I solved a distributed queue problem after 15 years

36 pointsposted 5 days ago
by jedberg

19 Comments

na4ma4

2 days ago

The article is interesting, but what does the title have to do with it ?

> What we really needed to make distributed task queueing robust are durable queues ...

> Durable queues were rare when I was at Reddit, but they’re more and more popular now.

It sounds like the answer was known at the time but there wasn't the resources to solve it ?

jedberg

2 days ago

Back then, you couldn't build a performant queue in a database without a huge number of resources, both hardware wise and people wise. That's why only huge enterprises were using them then.
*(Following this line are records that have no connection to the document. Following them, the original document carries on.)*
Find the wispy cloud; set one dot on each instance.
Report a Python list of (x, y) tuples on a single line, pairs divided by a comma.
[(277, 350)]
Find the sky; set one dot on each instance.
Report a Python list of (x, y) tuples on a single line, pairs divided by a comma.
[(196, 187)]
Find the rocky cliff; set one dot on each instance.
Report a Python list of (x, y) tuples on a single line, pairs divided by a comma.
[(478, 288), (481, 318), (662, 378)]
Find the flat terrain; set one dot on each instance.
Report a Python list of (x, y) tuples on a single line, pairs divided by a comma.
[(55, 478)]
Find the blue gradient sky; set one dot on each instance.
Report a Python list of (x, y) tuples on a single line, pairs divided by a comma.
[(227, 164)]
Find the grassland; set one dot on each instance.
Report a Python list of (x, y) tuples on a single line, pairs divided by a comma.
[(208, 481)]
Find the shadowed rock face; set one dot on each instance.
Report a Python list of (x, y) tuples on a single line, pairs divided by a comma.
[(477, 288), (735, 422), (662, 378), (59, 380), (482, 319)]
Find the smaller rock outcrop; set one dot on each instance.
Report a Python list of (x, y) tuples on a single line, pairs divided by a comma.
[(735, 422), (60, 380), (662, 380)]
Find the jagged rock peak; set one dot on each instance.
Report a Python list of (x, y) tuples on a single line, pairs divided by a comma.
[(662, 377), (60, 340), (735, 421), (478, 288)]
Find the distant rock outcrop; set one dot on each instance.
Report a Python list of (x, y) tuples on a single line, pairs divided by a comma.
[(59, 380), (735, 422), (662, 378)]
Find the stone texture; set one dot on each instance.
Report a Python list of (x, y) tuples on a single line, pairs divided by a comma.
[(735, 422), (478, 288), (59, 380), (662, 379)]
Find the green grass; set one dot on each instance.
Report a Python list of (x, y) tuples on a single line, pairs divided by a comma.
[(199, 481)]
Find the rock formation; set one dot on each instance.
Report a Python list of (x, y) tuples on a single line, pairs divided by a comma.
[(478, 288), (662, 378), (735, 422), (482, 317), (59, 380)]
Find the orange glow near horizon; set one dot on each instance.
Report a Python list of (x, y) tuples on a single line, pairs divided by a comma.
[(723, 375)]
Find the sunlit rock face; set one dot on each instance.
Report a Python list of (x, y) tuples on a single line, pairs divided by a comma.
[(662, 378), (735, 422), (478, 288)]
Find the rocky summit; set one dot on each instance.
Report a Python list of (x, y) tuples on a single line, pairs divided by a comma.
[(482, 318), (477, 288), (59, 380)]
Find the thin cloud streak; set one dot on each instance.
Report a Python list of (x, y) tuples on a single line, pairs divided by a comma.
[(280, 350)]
Only recently (last decade or so), has the performance of an open source database on modest hardware caught up to the alternatives.

belZaah

2 days ago

I was architecture team lead at Skype 2005-2011 and persistent queues were the only ones around. Basically, because they knew how to scale databases, our DBA team (Hannu Krosing comes to mind) built queues into and on top of Postgres. It happened not just at Skype, too: eBay guys (Dan Prichett in particular) had built a very cool Oracle-based queue solution. Scaling persistent queues seems to be something that needs to be reinvented periodically. Maybe it’s too nuanced of a problem?

jedberg

2 days ago

I actually worked on security for Skype in 2005/2006. And I knew Dan at eBay too.

Using databases for queues isn't a new idea, but a couple things make it different now. One is that I think this is the first time a solution has been open-sourced (not 100% sure on that).

And two, Postgres added SKIP LOCKED in 9.5 (around 2016), which was the performance unlock to make this work without needing a whole DBA team like Skype had.

fmajid

a day ago

Skytools/PgQ was amazing technology that made clever use of Postgres MVCC to provide a high performance transactional message queue. But yes, it was not low-touch to administer.

arthurcolle

2 days ago

is this referring to Dan Tarman?

sshine

11 hours ago

GP wrote Dan Prichett.

BSVogler

2 days ago

This article resonated with my experience building what was essentially a distributed task queue using Redis+PostgreSQL with Python workers in Kubernetes. It seems like these systems naturally evolve different patterns based on their specific use cases. The logic of our queue was intertwined with a rule engine. I wrote about building a rule engine here [1]. Another difference to this article is that it did not report back to the client as the events were delivered via web hooks.

There are some different approaches here and there which come from making it application specific, e.g. we added a periodic reconciliation check. I also built a debouncer into the queue to give special treatment to burst in the load.

[1] https://blog.benediktsvogler.com/blog/building-a-distributed...

asplake

2 days ago

I know from firsthand experience that there were investment banks doing this at least as early as the mid 1990s - on top of Sybase in the particular case I have in mind. Perhaps not the best performance, but it was trivially easy to inspect, and you could integrate with other database features, for example stored procedures.

fmajid

a day ago

Back when I worked for France Telecom circa 1996–99, Sybase Replication Server was the fastest message queue we tested for transporting billing events, by a wide margin, in a way that predated Postgres logical replication by 3 decades.

noident

2 days ago

Hi, OP. Any thoughts on why to prefer using your OLTP for queueing as opposed to Kafka? In my mind it would be a drop in ease of observability (though there is still KSQL and a number of UI wrappers) in exchange for much better performance. I'm interested if you had other reasons.

KraftyOne

a day ago

Observability is a big advantage, another advantage (in the context of DBOS specifically) is integration with durable workflows, so you can write a large workflow that enqueues and manages many smaller tasks.

redditor98654

2 days ago

From what I recall, Reddit uses AWS extensively. Could they not have replaced RabbitMQ with SQS? You get the near unlimited horizontal scalability, extremely good uptime, guaranteed at least once message delivery and for the case of a worker crash, the messages will become visible again after the visibility timeout (since they wouldn’t have been deleted by the worker).

jedberg

2 days ago

SQS could not handle the volume or latency requirements we had, and it was too expensive compared to running it ourselves at the time.

4ndrewl

2 days ago

I think there is a hard limit on the number of in-flight requests (that is items that have been dequeued by a worker, but whose job has not been completed). I wouldn't be surprised if Reddit hit those sorts of volumes.

_1tan

10 hours ago

We're a MySQL/Hibernate shop. Anything similar possible with that stack?

yencabulator

a day ago

Utterly content-free marketing blogspam.